Who pays for what? It’s important that you understand exactly what you are paying for. Are you responsible for any costs other than the rent? Will you be responsible for paying your own utilities, for example? Will you have to pay for parking privileges or janitorial service? Who handles maintenance and repairs?
Is there an escalation clause? It is typical that the lease contain what’s known as an escalation clause that allows the landlord to pass on increased building operating expenses to the tenants. If your lease contains such a clause you should ask for a cap on the amount the lease payment may rise over a given period of time. And if the escalation clause is ever activated by the landlord you are well within your rights to ask for an itemized accounting of the expenses that are being considered as cause for your raise in rent.
What rent increases might there be? One very important factor to know is this: if you do renew the lease how much can the landlord go up on the rent? It is expected that rents will increase as property values increase. If your landlord can rent the space for more than you agreed to pay a year ago, he is within his rights to ask for the increase. However, it would be a nightmare if your rent suddenly doubled overnight. Negotiate the increase before you sign the lease. Most rent increases are calculated by percentage, not by flat rates.
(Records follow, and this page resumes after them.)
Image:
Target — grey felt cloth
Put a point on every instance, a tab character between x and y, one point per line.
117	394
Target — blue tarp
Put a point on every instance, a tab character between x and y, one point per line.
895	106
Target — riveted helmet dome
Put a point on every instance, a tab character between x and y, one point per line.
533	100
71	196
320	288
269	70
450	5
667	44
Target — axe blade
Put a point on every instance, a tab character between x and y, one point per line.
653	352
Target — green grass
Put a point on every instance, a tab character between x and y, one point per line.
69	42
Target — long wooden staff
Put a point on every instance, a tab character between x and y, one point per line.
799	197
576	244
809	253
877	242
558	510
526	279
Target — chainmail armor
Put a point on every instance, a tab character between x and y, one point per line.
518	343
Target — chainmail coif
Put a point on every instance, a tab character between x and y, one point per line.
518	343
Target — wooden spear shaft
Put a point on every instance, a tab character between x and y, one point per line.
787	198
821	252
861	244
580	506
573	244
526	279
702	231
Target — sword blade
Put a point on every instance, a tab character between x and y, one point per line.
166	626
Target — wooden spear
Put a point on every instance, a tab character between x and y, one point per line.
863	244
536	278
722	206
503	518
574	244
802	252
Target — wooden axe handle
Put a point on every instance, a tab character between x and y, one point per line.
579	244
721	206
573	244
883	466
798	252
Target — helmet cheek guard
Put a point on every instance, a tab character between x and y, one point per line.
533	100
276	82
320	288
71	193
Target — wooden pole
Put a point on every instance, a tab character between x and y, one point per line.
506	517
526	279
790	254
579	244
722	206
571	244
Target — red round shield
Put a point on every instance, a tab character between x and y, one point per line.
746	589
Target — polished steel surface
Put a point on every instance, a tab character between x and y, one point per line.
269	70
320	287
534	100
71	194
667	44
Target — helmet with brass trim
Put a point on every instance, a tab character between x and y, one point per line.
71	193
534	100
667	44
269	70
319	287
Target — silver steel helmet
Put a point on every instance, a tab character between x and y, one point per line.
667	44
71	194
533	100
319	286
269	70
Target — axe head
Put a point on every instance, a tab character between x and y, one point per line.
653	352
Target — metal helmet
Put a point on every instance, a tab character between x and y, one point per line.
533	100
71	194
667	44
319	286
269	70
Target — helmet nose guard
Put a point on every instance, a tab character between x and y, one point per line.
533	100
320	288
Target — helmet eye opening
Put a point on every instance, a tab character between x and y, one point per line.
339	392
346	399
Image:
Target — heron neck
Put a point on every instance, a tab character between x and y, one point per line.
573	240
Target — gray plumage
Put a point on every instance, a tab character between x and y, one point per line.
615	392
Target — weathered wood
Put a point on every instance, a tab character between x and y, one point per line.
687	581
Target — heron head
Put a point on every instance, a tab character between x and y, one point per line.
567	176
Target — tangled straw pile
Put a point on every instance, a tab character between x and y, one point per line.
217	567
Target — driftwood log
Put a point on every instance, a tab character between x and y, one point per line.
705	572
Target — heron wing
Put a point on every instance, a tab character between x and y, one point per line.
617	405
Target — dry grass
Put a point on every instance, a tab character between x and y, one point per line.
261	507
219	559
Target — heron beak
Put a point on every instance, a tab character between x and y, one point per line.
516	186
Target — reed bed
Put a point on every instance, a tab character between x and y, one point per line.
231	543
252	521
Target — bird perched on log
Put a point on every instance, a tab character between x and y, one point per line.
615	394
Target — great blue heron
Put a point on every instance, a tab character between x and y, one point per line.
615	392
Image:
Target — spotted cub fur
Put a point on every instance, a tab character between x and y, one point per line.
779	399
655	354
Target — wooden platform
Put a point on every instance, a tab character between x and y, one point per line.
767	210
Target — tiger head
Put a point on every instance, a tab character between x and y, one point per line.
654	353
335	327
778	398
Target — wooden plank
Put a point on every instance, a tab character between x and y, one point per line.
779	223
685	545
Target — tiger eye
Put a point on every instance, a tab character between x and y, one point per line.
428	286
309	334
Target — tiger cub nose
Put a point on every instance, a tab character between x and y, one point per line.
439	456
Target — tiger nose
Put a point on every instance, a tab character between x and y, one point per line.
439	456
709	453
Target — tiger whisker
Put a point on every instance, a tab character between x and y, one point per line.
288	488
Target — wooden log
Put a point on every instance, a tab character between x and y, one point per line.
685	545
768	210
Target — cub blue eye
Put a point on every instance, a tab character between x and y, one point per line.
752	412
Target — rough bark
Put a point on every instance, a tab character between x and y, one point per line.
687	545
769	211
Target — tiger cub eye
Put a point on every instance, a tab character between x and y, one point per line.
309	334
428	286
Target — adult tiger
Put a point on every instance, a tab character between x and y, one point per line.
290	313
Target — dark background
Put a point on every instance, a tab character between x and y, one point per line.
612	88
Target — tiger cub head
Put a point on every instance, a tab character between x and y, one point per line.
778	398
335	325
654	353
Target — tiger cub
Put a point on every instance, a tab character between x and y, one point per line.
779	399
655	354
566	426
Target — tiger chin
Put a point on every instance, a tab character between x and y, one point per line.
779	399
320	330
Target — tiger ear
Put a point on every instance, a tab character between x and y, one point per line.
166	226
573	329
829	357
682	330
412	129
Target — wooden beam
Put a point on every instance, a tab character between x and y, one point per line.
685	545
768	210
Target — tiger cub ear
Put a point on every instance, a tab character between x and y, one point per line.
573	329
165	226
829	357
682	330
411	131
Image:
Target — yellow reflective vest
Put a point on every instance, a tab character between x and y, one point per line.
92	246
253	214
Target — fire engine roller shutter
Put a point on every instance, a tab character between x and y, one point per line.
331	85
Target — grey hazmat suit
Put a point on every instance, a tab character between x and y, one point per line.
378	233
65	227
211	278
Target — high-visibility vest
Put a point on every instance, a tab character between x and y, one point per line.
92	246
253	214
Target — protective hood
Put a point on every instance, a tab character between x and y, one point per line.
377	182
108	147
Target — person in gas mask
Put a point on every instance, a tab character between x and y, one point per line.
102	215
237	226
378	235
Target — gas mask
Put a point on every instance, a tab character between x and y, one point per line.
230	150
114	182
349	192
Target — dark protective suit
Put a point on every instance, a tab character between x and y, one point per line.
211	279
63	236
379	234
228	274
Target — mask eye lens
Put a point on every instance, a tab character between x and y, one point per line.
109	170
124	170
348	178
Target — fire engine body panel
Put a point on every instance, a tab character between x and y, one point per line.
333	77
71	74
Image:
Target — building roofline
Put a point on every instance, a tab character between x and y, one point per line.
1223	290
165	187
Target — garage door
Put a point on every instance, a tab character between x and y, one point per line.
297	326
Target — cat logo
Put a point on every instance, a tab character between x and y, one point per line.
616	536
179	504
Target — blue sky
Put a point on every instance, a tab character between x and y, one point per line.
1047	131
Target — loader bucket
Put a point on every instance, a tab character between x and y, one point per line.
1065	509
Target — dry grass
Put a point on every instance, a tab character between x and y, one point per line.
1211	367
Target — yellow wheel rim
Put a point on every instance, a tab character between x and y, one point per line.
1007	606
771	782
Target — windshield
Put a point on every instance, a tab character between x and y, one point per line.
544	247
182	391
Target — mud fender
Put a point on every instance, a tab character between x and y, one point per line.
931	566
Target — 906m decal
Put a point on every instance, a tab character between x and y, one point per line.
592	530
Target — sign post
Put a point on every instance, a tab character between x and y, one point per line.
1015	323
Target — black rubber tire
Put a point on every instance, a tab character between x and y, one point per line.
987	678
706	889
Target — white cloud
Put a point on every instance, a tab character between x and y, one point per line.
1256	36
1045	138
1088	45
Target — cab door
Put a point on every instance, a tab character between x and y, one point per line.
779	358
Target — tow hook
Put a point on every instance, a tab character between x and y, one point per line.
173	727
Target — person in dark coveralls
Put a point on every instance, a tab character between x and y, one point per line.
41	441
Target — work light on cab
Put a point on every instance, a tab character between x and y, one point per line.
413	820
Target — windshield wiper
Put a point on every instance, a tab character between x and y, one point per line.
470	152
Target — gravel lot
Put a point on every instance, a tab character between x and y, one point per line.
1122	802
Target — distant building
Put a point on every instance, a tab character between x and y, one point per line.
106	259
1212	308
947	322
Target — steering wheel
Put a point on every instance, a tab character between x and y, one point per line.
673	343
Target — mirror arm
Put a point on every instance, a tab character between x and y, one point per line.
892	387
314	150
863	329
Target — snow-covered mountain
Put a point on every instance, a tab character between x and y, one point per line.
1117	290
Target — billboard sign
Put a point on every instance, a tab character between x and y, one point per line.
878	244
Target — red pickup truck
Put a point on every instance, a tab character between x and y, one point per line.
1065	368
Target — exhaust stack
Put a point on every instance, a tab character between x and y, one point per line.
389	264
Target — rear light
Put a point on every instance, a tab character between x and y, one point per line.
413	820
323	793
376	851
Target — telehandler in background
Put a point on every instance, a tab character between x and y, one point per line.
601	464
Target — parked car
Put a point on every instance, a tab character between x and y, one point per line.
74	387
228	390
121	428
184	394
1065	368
Renewals and terminations. Most leases require that you give a minimum of 60 days notice if you intend to terminate the lease and vacate the property. As Homer learned, many leases also renew automatically for another term unless you give notice within 60 days of expiration. Know when your lease expires and the time required to give notice.
Is a personal guarantee required? What happens if your business goes south and can no longer afford to make the lease payment? Are you then responsible for paying the rent out of your own pocket? Probably so. Most landlords insist on a personal guarantee from the owner or an officer of the business. This means that even if you go out of business you are still personally on the hook for the remainder of the lease.
Finally, clarify all points. You should be clear on every point in the lease. And if you are not, ask for clarification.
Exactly what space are you leasing? Who is responsible for repairs? What common areas will you have access to? Who is responsible for maintaining the little things, like keeping the shared estrooms stocked with soap, towels, and most importantly, toilet paper.
A small detail to consider now, but not when you suddenly find yourself without such amenities at the wrong time.